Les membres de la CFDA (2) rappellent les principes qui doivent guider, selon eux, la réforme : faire primer la logique de protection fondée sur le respect du droit international, simplifier la procédure « dans l’intérêt exclusif des demandeurs » et renforcer les garanties tout au long de l’instruction. Premier axe pour atteindre cet objectif : assurer le « droit à un accès effectif à la procédure et à la qualité de l’examen de la demande ». Si elle soutient la proposition du rapport parlementaire de supprimer l’exigence d’une domiciliation pour l’admission au séjour des demandeurs d’asile, la CFDA souhaite que cette disparition s’accompagne d’un accès plus rapide aux droits grâce au recours à la domiciliation de droit commun. Elle demande également la fin des dérogations au principe d’admission au séjour, notamment pour les personnes soumises à la « procédure Dublin ». Si les examens accélérés doivent être maintenus, ajoute-t-elle, il devrait appartenir à l’OFPRA (Office français de protection des réfugiés et apatrides), et non à la préfecture, de décider de leur mise en œuvre. Le gouvernement doit aussi, préconise-t-elle, revenir sur la régionalisation de l’admission au séjour qui oblige les demandeurs à déposer leur demande en préfecture de région. L’organisation s’inquiète, par ailleurs, des conséquences de la dématérialisation de la saisine de l’OFPRA à partir des préfectures, telle que préconisée par le rapport. Cette option ne pourrait être retenue qu’en cas de moyens suffisants pour accompagner les demandeurs, estime-t-elle.

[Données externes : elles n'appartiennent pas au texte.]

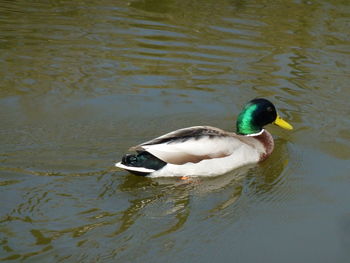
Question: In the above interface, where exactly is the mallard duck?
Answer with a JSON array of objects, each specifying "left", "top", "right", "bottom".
[{"left": 116, "top": 98, "right": 293, "bottom": 177}]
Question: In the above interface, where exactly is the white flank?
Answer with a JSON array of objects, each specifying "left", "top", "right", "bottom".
[
  {"left": 149, "top": 145, "right": 260, "bottom": 177},
  {"left": 115, "top": 162, "right": 155, "bottom": 173},
  {"left": 142, "top": 137, "right": 245, "bottom": 163}
]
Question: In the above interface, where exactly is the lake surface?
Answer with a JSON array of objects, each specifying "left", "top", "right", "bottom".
[{"left": 0, "top": 0, "right": 350, "bottom": 263}]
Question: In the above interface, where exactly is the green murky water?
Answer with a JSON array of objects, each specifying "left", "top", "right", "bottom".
[{"left": 0, "top": 0, "right": 350, "bottom": 263}]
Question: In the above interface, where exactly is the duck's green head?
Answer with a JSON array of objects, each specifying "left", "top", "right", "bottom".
[{"left": 236, "top": 99, "right": 293, "bottom": 135}]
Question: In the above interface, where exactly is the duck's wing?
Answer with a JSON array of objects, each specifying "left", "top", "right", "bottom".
[{"left": 130, "top": 126, "right": 253, "bottom": 164}]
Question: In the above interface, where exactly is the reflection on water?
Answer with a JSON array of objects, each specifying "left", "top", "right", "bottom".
[{"left": 0, "top": 0, "right": 350, "bottom": 262}]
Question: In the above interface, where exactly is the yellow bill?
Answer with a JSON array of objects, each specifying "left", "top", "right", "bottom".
[{"left": 273, "top": 114, "right": 293, "bottom": 130}]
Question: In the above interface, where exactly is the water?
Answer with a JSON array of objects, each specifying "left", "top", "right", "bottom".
[{"left": 0, "top": 0, "right": 350, "bottom": 263}]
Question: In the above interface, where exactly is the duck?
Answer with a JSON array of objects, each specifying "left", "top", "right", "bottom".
[{"left": 115, "top": 98, "right": 293, "bottom": 178}]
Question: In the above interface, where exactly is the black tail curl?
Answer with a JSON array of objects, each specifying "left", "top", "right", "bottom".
[{"left": 122, "top": 151, "right": 167, "bottom": 170}]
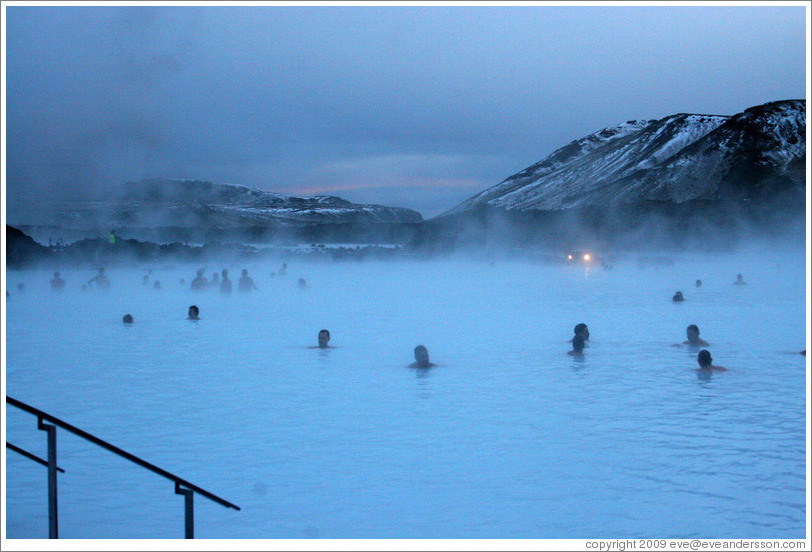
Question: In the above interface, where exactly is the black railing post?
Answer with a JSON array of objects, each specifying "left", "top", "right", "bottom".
[
  {"left": 175, "top": 483, "right": 195, "bottom": 539},
  {"left": 6, "top": 395, "right": 240, "bottom": 539},
  {"left": 37, "top": 418, "right": 59, "bottom": 539}
]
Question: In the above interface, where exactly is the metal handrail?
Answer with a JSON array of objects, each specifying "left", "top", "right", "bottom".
[
  {"left": 6, "top": 395, "right": 240, "bottom": 538},
  {"left": 6, "top": 441, "right": 65, "bottom": 473}
]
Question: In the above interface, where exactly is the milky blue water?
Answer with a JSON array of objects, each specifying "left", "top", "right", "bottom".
[{"left": 5, "top": 247, "right": 808, "bottom": 539}]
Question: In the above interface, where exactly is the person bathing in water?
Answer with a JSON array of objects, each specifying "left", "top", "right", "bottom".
[
  {"left": 696, "top": 349, "right": 727, "bottom": 372},
  {"left": 238, "top": 268, "right": 257, "bottom": 291},
  {"left": 189, "top": 268, "right": 209, "bottom": 289},
  {"left": 570, "top": 322, "right": 589, "bottom": 344},
  {"left": 220, "top": 268, "right": 231, "bottom": 293},
  {"left": 567, "top": 334, "right": 584, "bottom": 356},
  {"left": 409, "top": 345, "right": 437, "bottom": 368},
  {"left": 682, "top": 324, "right": 708, "bottom": 347},
  {"left": 51, "top": 272, "right": 65, "bottom": 291},
  {"left": 87, "top": 268, "right": 110, "bottom": 289},
  {"left": 186, "top": 305, "right": 200, "bottom": 320},
  {"left": 309, "top": 330, "right": 334, "bottom": 349}
]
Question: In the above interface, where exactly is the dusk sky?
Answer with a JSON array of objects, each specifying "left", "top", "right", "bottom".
[{"left": 4, "top": 2, "right": 809, "bottom": 218}]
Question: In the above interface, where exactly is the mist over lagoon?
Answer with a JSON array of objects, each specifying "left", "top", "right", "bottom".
[
  {"left": 6, "top": 244, "right": 806, "bottom": 539},
  {"left": 0, "top": 0, "right": 812, "bottom": 550}
]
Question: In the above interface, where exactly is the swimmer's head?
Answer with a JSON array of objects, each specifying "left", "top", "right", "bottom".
[
  {"left": 572, "top": 334, "right": 584, "bottom": 353},
  {"left": 696, "top": 349, "right": 713, "bottom": 368},
  {"left": 414, "top": 345, "right": 429, "bottom": 366},
  {"left": 573, "top": 322, "right": 589, "bottom": 340}
]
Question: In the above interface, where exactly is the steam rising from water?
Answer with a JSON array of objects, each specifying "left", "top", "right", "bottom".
[{"left": 7, "top": 246, "right": 808, "bottom": 538}]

Deuxième volet de revendications : le respect du choix du demandeur et l’accès aux droits sociaux. Alors que le rapport propose un système d’orientation fondé sur le « respect d’un équilibre entre les régions », les associations souhaitent préserver le libre choix du lieu d’hébergement, au sein d’un dispositif qui doit assurer un accompagnement juridique social. La CFDA demande également l’instauration d’un droit au travail « effectif et sans opposabilité à la situation de l’emploi ». Elle souhaite que le bénéfice de l’allocation temporaire d’attente ne soit pas lié au choix d’un type d’hébergement et s’oppose au transfert de la gestion de cette prestation à l’OFII (Office français de l’immigration et de l’intégration).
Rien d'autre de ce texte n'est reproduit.